Namun aku yang baru pertama kali menjalani persalinan, menyimpan rasa takut yang membuat tensi darah naik. Aku kemudian dirujuk ke rumah sakit terdekat.
Mungkin karena di persalinan ku yang pertama tidak didampingi orang tua sendiri.
Berkali-kali aku menjalani tes darah maupun USG. Memastikan bahwa anakku akan segera lahir dalam keadaan sehat.
Jam dua siang perutku kontraksi semakin sering dan juga lebih menyakitkan. Tak membutuhkan waktu lama, Tepat jam empat sore anakku lahir di dunia dengan sehat tanpa kekurangan apapun.
Namun dengan berat hati, dokter menyatakan aku HBsAg positif. Dimana aku baru diketahui setelah melahirkan. Jalan satu-satunya anakku harus disuntik dengan vaksin immunoglobulin HB (HBlg).
Anakku disarankan tidak diberi ASI eksklusif karena penyakit liver yang aku derita.
Aku mengiyakan, dan setuju memberi anak ku dengan susu formula.
Dia bayi perempuan yang sehat dan cantik.
Hawa El Shanum.

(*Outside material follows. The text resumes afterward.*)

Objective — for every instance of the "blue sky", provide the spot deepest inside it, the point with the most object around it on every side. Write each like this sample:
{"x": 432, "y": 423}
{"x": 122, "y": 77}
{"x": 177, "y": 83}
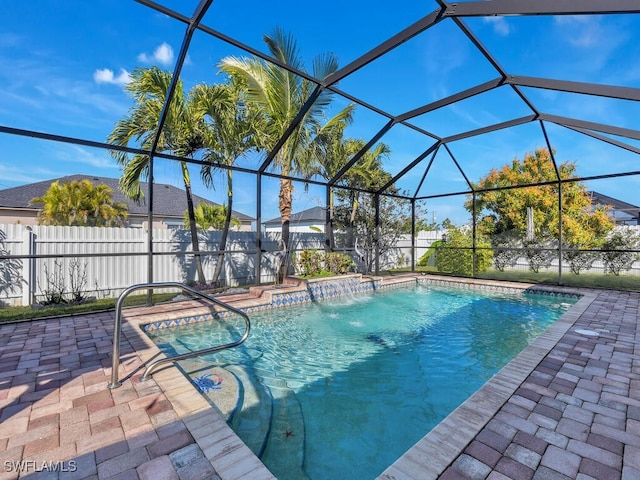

Nama yang aku beri untuk si jabang bayi.
Semoga kelak engkau menjadi anak yang Sholeh dan juga pintar. Berbakti kepada orang tua dan penyayang.
Dengan penuh kasih sayang aku merawat putri kecilku.
Mas Wawan kini semakin rajin bekerja. Sebulan sekali aku membeli beras sekarung, setelah suamiku menerima gaji. Namun sayangnya ibu mertuaku tak menghiraukan itu. Tak menghargaiku, padahal jika sabun mandi maupun sabun cuci habis aku segera membelinya. Tak jarang gula maupun kopi aku juga yang membelinya. Namun semua kebaikan ku tak nampak olehnya.
Hingga aku tak lagi mampu menutupi kekecewaan ku lagi.
"Nanda, sabun cuci habis tadi dari warung kenapa gak beli sekalian?"
"Saya sudah beli kok, Bu. Sabun cuci, sabun mandi dan juga pasta gigi!"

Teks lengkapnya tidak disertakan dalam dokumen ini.